Saving Mr. Banks. The story of how it came to exist is as whimsical, touching, and heartwarming as Mary Poppins herself.

Mary Poppins is a timeless Disney film and even if you have never seen it you are familiar with the songs and the characters. It has become a part of our culture and movie history. Yet what is intriguing to know is that it almost never happened; at least as told by the new film SAVING MR. BANKS.  The story of how it came to exist is as whimsical, touching, and heartwarming as Mary Poppins herself.

The film takes place in 1961 and finds Mr. Walt Disney (Tom Hanks) trying to woo a reluctant P.L Travers (Emma Thompson) into giving him the rights to make a film out of her beloved Mary Poppins books. She wants nothing to do with Hollywood or the silly films that Walt puts out. She is a cold and often bitter woman so Disney has his work cut out for him. As the movie progresses we get flashbacks in to the young life of Travers and discover why she is so protective of the story and the people in it. It is through the process that she finds some healing and the world gets an iconic motion picture.

This was a fun movie to watch in spite of some of the more dramatic and somber moments. Emma Thompson is fabulous and makes the film better than it might be otherwise. Travers is very blunt and adamant about how things are to be. She doesn’t buy into the world of Disney and isn’t swayed by all the magical surroundings. Thompson has the ability to be snarky and at times rude but with a genuine heart.  You can tell she has closed herself off to the world and you feel for her character. In fact her arrogance is almost humorous in the way she deals with Walt and his staff.

The supporting cast, including Hanks, is strong and they build a wonderful troupe for Thompson to feed off of. Though Walt Disney is a very important factor in the movie I think that the part could have been played as well by most actors. Hanks gives it a familiar face and there is one speech near the end that he adds his signature warmth to. Other memorable moments come from Paul Giamatti as the driver hired to cart Travers around. Paul has a warm countenance about him and he shines in these roles as strongly as when he is playing a more hardened individual. The relationship between his character and Travers is one of the better parts of the film.

Fans of Mary Poppins will delight in getting a behind the scenes glimpse at how the Sherman Brothers (B.J. Novak and  Jason Schwartzman) brought the songs to life, and some of the background of the characters. I am not exactly sure how authentic the meetings are compared to true life but the enjoyment is the same. The times when Travers is with the Disney studio people give a much needed balance to the flashback elements of her life. They work in tandem to tell the story but without the humor it would be a bit of a buzz kill.

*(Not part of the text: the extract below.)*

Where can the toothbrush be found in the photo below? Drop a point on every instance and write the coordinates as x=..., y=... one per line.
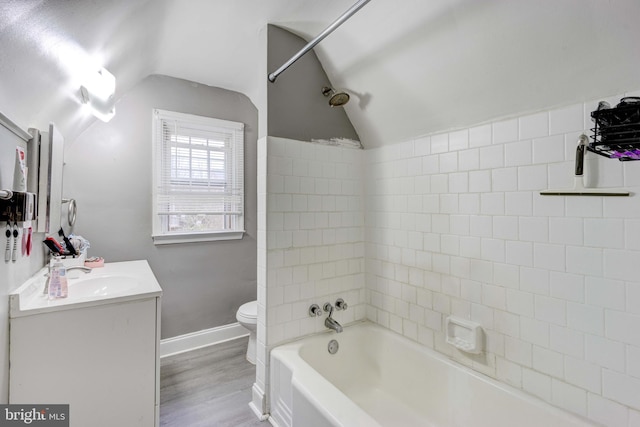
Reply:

SAVING MR. BANKS is rated PG-13 for thematic elements including some unsettling images. Most of these come in the form of the backstory and the history of Travers’ father (Colin Farrell). There is certainly nothing offensive or crude about the film and I would say it is safe for those 12 and up. That said I would also strongly state that the film isn’t really made for kids. It is more a story of life and moving from past hurts. The humor comes in witty remarks and personal conflict that would be lost on kids. It is an emotional film that is strongly acted and nicely written. Certainly a good date night film if you want a break for the R rated Oscar battle. I give it 3.5 out of 5 dusty carpet bags. Thompson is worth seeing and the story is certainly intriguing.